Aunque el Obradoiro tuvo sus opciones y no hubiese sido injusto que se hubiera llevado la victoria, por lo mucho que trabajó y porque la buscó hasta el último segundo, hay que reconocer también los méritos de un Valladolid que dejó una gran imagen en el Multiusos de Sar.
El equipo de Porfirio Fisac demostró un muy buen hacer en ataque, sobre todo cuando pudo hacer un baloncesto directo.
Supo leer el partido y sacar provecho del poderío físico de sus dos pívots, la pareja Batlle-Barnes. Especialmente este último, que anotó canastas importantes tomando decisiones correctas. Al Obra le faltó peso en la zona.

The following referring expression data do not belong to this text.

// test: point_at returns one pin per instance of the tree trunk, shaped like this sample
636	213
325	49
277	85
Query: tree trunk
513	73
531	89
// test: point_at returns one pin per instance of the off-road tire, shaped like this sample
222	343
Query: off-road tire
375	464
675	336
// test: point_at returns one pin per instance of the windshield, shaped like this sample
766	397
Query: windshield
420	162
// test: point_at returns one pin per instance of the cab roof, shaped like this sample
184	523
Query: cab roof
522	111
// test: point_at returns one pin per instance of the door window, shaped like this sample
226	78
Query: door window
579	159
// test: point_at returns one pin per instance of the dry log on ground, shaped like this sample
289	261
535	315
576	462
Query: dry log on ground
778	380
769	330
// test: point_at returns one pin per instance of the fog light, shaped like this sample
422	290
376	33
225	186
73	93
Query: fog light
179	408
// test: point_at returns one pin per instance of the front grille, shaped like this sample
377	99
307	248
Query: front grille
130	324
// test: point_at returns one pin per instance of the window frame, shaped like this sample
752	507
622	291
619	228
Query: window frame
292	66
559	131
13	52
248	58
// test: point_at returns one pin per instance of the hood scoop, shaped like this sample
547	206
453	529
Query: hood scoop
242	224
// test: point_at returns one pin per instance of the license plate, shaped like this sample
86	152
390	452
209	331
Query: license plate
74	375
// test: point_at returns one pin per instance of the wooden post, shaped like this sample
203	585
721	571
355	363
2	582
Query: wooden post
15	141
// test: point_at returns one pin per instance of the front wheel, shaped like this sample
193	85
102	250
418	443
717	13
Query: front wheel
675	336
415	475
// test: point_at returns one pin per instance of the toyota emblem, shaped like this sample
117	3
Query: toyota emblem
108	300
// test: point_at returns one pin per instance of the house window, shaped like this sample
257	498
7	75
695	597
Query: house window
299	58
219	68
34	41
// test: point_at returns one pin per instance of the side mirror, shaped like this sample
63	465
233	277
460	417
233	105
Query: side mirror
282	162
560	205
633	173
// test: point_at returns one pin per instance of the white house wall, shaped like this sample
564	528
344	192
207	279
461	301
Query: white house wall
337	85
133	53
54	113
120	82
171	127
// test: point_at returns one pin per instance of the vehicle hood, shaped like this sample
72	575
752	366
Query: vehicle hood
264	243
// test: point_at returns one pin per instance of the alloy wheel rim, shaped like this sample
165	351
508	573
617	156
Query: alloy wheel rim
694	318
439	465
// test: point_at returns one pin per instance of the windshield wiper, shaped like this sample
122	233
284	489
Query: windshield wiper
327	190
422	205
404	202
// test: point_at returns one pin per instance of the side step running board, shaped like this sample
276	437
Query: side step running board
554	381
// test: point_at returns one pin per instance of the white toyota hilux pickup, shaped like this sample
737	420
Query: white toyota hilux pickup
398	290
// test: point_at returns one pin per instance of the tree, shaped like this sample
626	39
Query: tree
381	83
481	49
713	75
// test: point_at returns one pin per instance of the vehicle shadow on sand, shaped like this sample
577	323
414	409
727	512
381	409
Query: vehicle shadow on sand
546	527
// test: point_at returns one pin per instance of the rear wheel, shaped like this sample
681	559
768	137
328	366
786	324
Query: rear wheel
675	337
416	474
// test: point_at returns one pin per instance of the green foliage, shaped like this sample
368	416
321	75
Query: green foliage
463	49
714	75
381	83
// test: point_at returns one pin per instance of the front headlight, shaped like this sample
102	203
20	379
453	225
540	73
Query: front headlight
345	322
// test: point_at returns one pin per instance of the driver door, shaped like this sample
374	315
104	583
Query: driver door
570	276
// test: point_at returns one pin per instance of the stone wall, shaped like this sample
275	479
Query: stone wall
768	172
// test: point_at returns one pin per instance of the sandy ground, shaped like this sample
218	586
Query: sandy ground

No es cuestión de acordarse de los que no están, pero a nadie se le escapa que fue el Valladolid el que ganó la batalla debajo de los aros.
Una de las claves pudo estar en el tercer cuarto, muy loco. El equipo de Curro Segura consiguió bastantes recuperaciones de balón pero incurrió en el pecado contrario, en el de las pérdidas, en momentos importantes para hacer daño.
En el último cuarto, a pesar de que el parcial fue favorable al Obra, el Valladolid estuvo más fino en ataque. El Obradoiro le puso mucho corazón y casta, pero el rival no se extravió.